Selain kemampuan teknis, SFA juga memberikan perhatian terhadap kondisi fisik atlet selama mengikuti pertandingan. Jonathan mengingatkan para atlet untuk menjaga keseimbangan antara latihan, istirahat, dan asupan nutrisi.
Ia menyebut atlet yang menjalani latihan dengan intensitas tinggi membutuhkan waktu istirahat yang cukup agar proses pemulihan tubuh berjalan optimal. Asupan makanan juga harus diperhatikan dengan memenuhi kebutuhan protein dan karbohidrat secara seimbang.
“Setelah latihan, atlet harus cukup istirahat dan menjaga nutrisi,” ungkapnya.
Dorong Dukungan untuk Pembinaan Atlet Muda
Jonathan berharap pembinaan renang usia dini di Samarinda mendapat dukungan berkelanjutan dari Pemerintah Kota Samarinda, Dinas Pemuda dan Olahraga (Dispora), serta Komite Olahraga Nasional Indonesia (KONI) Samarinda.
Menurutnya, kompetisi seperti Kebun Ndesa Open Fun Swimming memiliki peran penting sebagai wadah untuk menemukan sekaligus mengembangkan bibit atlet renang. Kejuaraan rutin juga memberikan kesempatan bagi klub untuk mengukur perkembangan atlet melalui pertandingan nyata.
“Di sinilah lumbung bibit atlet Samarinda dan Kaltim,” ujarnya.
Ia berharap kegiatan serupa dapat terus dilaksanakan secara rutin dengan melibatkan lebih banyak klub dan peserta.

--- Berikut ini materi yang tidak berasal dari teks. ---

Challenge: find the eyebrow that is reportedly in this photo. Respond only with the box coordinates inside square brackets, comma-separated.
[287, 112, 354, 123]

Kolaborasi antara pemerintah, organisasi olahraga, pengelola venue, dan klub dinilai penting agar ekosistem pembinaan renang dapat berkembang secara berkelanjutan.
Dengan semakin banyaknya kompetisi dan pembinaan sejak usia dini, SFA Samarinda optimistis akan semakin banyak perenang muda yang memiliki pengalaman, mental bertanding, serta kemampuan untuk bersaing di tingkat daerah hingga nasional.
“Semoga event seperti ini terus didukung dan rutin digelar,” pungkas Jonathan.